We were looking for the house of Graciano Lopez Jaena. According to the map of Iloilo City, the Lopez Jaena birthplace—which I’d assumed was a house—was not far from the Lopez Jaena monument in the Bellfry Plaza. Yes, with two L’s.
In Bellfry Plaza there is a fountain whose waters were reportedly miraculous. The fountain has been enclosed in a steel fence because some people took to washing their dirty laundry in it.
On our first attempt to find the Lopez Jaena place, the map was rather vague and Ruth decided to ask for directions. She was the designated asker for directions, as she speaks Ilonggo. She approached this guy in an undershirt. Not the guy I would’ve picked to get directions from: his eyeballs were in constant motion, and he had a demented grin. She repeated the question twice, then showed him the map; he gawked at the map, then pointed to the distance. She thanked him. He punched her in the arm in a friendly manner, then walked off, twitching like Toshiro Mifune in Yojimbo.
Graciano Lopez Jaena was editor of La Solidaridad and a noted orator. The marker on his monument said he died in Barcelona in 1896. Where was the house he was born in?

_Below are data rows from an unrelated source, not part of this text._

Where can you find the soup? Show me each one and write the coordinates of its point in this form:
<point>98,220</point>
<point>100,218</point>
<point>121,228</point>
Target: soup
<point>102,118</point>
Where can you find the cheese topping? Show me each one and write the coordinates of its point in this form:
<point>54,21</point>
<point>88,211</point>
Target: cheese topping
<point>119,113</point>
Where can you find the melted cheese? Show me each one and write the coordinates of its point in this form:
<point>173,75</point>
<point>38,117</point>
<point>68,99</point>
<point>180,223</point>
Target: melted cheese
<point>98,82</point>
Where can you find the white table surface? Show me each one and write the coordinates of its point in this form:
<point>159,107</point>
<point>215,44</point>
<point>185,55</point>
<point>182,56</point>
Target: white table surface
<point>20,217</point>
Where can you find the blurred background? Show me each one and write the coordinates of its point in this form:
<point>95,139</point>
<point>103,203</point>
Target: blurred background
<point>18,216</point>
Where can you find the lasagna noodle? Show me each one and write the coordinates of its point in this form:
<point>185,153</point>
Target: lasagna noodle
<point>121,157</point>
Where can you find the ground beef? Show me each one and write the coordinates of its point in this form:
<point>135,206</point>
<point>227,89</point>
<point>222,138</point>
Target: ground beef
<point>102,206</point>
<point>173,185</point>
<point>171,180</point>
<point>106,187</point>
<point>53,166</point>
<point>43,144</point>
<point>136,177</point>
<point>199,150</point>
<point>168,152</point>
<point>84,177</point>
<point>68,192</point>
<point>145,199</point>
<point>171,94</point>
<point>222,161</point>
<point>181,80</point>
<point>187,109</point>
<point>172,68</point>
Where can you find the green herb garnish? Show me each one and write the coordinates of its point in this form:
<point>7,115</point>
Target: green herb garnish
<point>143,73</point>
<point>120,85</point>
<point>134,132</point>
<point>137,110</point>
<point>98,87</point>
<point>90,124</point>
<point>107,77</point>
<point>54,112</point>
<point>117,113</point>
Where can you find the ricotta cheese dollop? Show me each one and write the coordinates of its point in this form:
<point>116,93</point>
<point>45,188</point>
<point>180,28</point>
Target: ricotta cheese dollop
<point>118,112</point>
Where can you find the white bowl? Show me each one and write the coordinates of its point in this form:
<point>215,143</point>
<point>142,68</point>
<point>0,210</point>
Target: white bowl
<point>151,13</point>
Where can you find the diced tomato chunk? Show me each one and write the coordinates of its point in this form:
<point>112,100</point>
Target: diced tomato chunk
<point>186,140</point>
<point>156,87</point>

There was a small crowd gathered on the edge of the plaza. Oh no, I thought, an evangelist with an amplifier.
It wasn’t a Bible-thumper, it was a guy with a wooden box like shoeshine boys carry. He opened the box and extracted a large mottled brown snake. It was a python, about seven feet long. The guy jabbered into a microphone in Ilonggo. The audience laughed appreciatively. He “interviewed” the python about its habits, and it “answered” his questions. The audience applauded. I don’t think they were clapping because they believed him; more likely they were being nice to him.
I don’t know exactly what the snake-guy was doing—my impression was that he was going to segue into a sales pitch. Snake oil maybe, or matching shoes and handbags. After a few minutes he put the snake back in the box. It leapt out and tried to strike him. “Ooh, he’s in a bad mood,” the guy said. “I’ll pray over him.” He recited an oracion in pig Latin.
The snake promptly shot out of the box again, barely missing him. “Maybe he didn’t get the Latin,” the guy cheerfully announced. “Let’s try again, this time in Ilonggo.” He recited another prayer. The snake tried to strike him again.
Snake-guy turned to his assistant. “Did you feed him today?” The boy gaped at him and slowly shook his head. “That rat we caught this morning, you should have fed it to the snake.” The boy responded with a look of pure duh.
I would’ve stayed to watch some more, but the sun was beating down. Off we went in search of Lopez Jaena’s house.